Land has worked in the orchard since 1989. Although she’s lost some crops to hail in the past, this is the first time cold weather killed the crop. Land has about 20 acres of fruit trees in her orchard. Some neighboring orchards have close to 100 acres and, like her, the blooms are all black.
“I have one friend who was just traveling, and he said the blossoms were black from here to Alabama,” she said. “I’m sure the price of apples will go up in stores because they’ll have to ship the fruit in.”
Land has insurance on her orchard, but said that may not be enough to cover the cost of a ruined crop.
“The insurance will keep us from going bankrupt, but that’s about it. That’s why most of us have to have other jobs besides just farming,” she said. “My husband said we’d be lucky if we had enough apples to make a pie. It’s discouraging at a time like this.”

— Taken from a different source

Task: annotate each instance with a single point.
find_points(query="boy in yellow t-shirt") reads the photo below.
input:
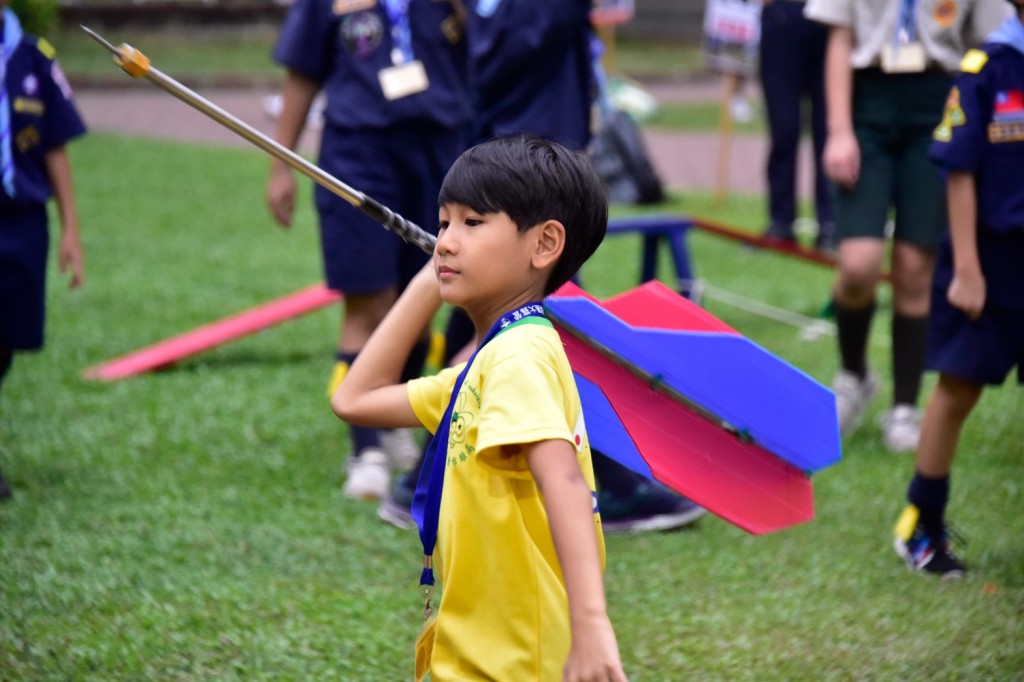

Catawba County farmer Ira Cline grows strawberries, blueberries and pecans. Some of his plants were affected by the cold weather, as well. Overall, however, his plants did better than Land’s.
“We are going to have strawberries. We pumped water for 62 hours, from April 6 through April 10, to prevent frostbite on the plants,” he said. “At a time like this, with temperatures around 20 degrees, you’re going to lose some plants. The frost also slowed growing down some. We probably won’t have berries to sell until early May.”
His blueberry and pecan trees didn’t fare as well.
“Our blueberry plants froze, and we lost the pecans, too,” Cline said, adding nothing could be done to prevent the blueberry trees from freezing. “We could have ruined the blueberries completely if we tried to do something. And the blooms on the pecan trees were farther along than I thought. They all died.”
Despite these setbacks, Cline, who has farmed for most of his life, has a positive outlook on his summer season.
“We have frozen blueberries, and strawberry and blueberry cider to sell. We also have a lot of gourds to sell. And come May, we’ll still have our strawberries,” he said. “The worst part about the cold weather last weekend was that it will hurt the state’s economy. North Carolina’s No. 1 industry is agriculture.”